Note that the number of routers does not have the same implications in MoNE as compared to traditional MoE. In MoEs, the parameter count increases with the number of layers on which the expert router is placed, and hence we typically see performance gains. Even then, in Sparse VMoE [34] (Table 2, 8), significantly increasing the parameter count with more routers only marginally improves performance. On the other hand, in MoNE, the parameter size remains fixed irrespective of the number of routers: the only change a router brings is re-assignment of tokens to nested experts while keeping the total compute per layer fixed. We hypothesize that increasing the number of routers leads to slight decrease in performance due to two reasons: (1) it brings in additional optimization challenges (as prevalent in the MoE literature as well [34]), (2) when we reassign a token from a smaller to bigger nested expert, its information content may be bounded by the representation power of the smaller expert, hence not improving performance. The opposite may happen from bigger to smaller nested experts, thus losing information. Since MoNE allows flexibility in the placement of routers, an interesting future direction would be to extend MoNE to more challenging task settings, where a higher number of routers might lead to better results. We will update the revision with this discussion.

Task Difficulty based on router decisions

We visualize the inputs that require the least and most compute per the router decisions, in a setting without capacity constraints in Fig. 4 (attached PDF). This is to understand if the router decisions correlate with task difficulty, i.e., send harder samples to larger experts. Specifically, instead of performing token to nested expert assignment using the EPR algorithm in the paper, we use the router decisions as is by just an argmax. Using this, we get an estimate of the computation that the router wants to assign to an image. The two sets of images indicate the top-3 images that demand the lowest and the highest compute, according to the router decisions.
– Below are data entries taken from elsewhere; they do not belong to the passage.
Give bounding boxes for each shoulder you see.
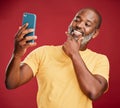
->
[87,49,108,57]
[87,49,109,63]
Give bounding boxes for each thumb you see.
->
[65,31,73,40]
[78,37,84,45]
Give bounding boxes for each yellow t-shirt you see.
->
[23,45,110,108]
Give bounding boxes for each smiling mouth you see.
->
[70,29,84,40]
[72,30,83,36]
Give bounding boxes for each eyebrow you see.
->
[76,15,80,19]
[75,15,93,24]
[86,19,93,24]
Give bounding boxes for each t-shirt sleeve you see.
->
[22,47,43,76]
[92,55,110,82]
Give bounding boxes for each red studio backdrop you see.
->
[0,0,120,108]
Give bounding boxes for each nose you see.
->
[76,22,84,29]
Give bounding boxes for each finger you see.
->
[18,38,37,49]
[78,37,84,45]
[24,41,37,49]
[16,23,28,38]
[23,35,37,42]
[20,29,34,39]
[19,23,28,33]
[65,31,73,40]
[18,36,37,46]
[19,26,22,30]
[16,29,35,42]
[65,31,72,37]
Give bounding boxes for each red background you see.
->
[0,0,120,108]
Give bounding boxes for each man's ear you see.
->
[92,29,99,38]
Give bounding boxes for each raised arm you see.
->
[5,23,37,89]
[63,34,108,100]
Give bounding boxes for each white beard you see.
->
[67,26,95,45]
[81,31,95,45]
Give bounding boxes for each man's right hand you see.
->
[13,23,37,58]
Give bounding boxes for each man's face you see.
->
[68,9,99,45]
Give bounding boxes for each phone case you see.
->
[22,12,36,42]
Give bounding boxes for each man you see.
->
[5,8,110,108]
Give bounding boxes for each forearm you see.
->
[5,24,37,89]
[71,53,106,100]
[5,54,22,89]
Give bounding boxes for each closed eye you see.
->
[85,22,92,27]
[74,16,81,22]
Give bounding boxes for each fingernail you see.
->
[26,23,28,25]
[65,31,68,34]
[30,29,34,32]
[19,26,21,29]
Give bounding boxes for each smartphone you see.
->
[22,12,36,42]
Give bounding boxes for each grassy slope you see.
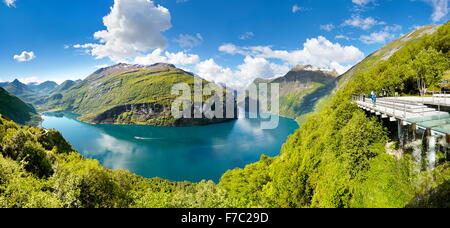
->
[338,24,440,90]
[51,80,77,94]
[296,25,442,124]
[0,88,41,126]
[219,23,450,208]
[0,24,448,208]
[279,82,325,119]
[251,67,338,124]
[44,65,225,126]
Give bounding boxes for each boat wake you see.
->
[134,136,164,140]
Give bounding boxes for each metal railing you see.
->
[351,93,440,120]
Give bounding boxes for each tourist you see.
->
[371,91,377,106]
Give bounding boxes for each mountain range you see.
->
[2,62,340,127]
[0,79,82,106]
[41,63,237,126]
[0,22,448,208]
[0,24,443,128]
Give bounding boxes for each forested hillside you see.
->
[220,22,450,208]
[0,115,240,208]
[43,63,237,127]
[250,65,338,124]
[342,24,449,95]
[0,23,449,208]
[0,88,41,126]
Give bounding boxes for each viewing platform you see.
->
[353,95,450,136]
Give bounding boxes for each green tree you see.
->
[52,153,131,208]
[412,47,449,94]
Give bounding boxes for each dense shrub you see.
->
[0,23,448,208]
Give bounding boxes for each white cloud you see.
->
[219,43,249,55]
[165,51,200,65]
[352,0,374,6]
[239,32,255,40]
[342,15,385,30]
[359,25,402,44]
[320,24,335,31]
[292,4,305,13]
[384,24,403,32]
[174,33,203,48]
[236,56,289,82]
[422,0,449,22]
[360,31,393,44]
[76,0,172,62]
[95,64,109,69]
[134,49,200,66]
[72,43,98,55]
[195,57,289,89]
[218,36,365,74]
[3,0,15,7]
[13,51,36,62]
[207,37,366,89]
[195,59,234,85]
[73,43,96,49]
[336,35,351,40]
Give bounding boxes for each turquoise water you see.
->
[41,113,298,182]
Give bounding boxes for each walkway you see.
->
[353,95,450,135]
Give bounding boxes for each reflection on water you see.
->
[41,112,299,182]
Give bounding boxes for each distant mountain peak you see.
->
[12,79,22,84]
[10,79,28,88]
[40,81,59,86]
[112,62,176,70]
[291,64,339,76]
[83,62,198,88]
[252,64,339,86]
[292,64,314,71]
[93,62,178,76]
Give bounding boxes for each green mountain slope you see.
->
[1,79,34,102]
[249,65,338,123]
[27,81,58,95]
[220,22,450,208]
[297,24,447,123]
[0,23,448,208]
[0,87,41,125]
[44,63,237,126]
[338,24,443,91]
[51,80,79,94]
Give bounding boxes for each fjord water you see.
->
[42,113,298,182]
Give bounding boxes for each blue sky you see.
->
[0,0,448,88]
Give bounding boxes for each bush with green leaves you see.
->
[0,23,449,208]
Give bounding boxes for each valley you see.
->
[1,63,238,127]
[40,112,298,182]
[0,0,448,209]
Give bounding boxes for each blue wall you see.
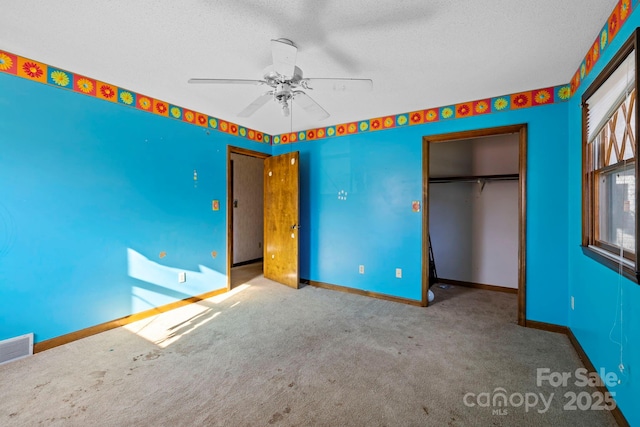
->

We observe that the images demanding less compute are visually simple, while the ones demanding highest compute are relatively complex.

2024-08-12

Dear Reviewers and Area Chairs

We wholeheartedly thank you for your thoughtful reviews and the time you've dedicated to improving our work. We've carefully addressed all the points raised and submitted our rebuttal. We would greatly appreciate any further feedback or confirmation on our responses.

最终决定Accept (poster)

2024-09-25

The paper presents the "Mixture of Nested Experts" (MoNE) concept. It permits to dynamically route tokens in a priority order and thus enables to reduce inference-time compute compared to classic MoE methods. Reviewers appreciated the motivation and results. However, reviewers also raised concerns regarding the choice of baselines (MoE is missing), comparability of results (some methods are fine-tuned and others are trained from scratch) and other minor points. While the rebuttal was able to address many points, some concerns remained (additional baselines like MoE, proper and fair comparison to all methods). AC thinks those remaining concerns are important and strongly encourages the authors to revise the paper to point out/acknowledge those concerns such that future readers are aware. AC trusts that the authors will do so and recommends to accept.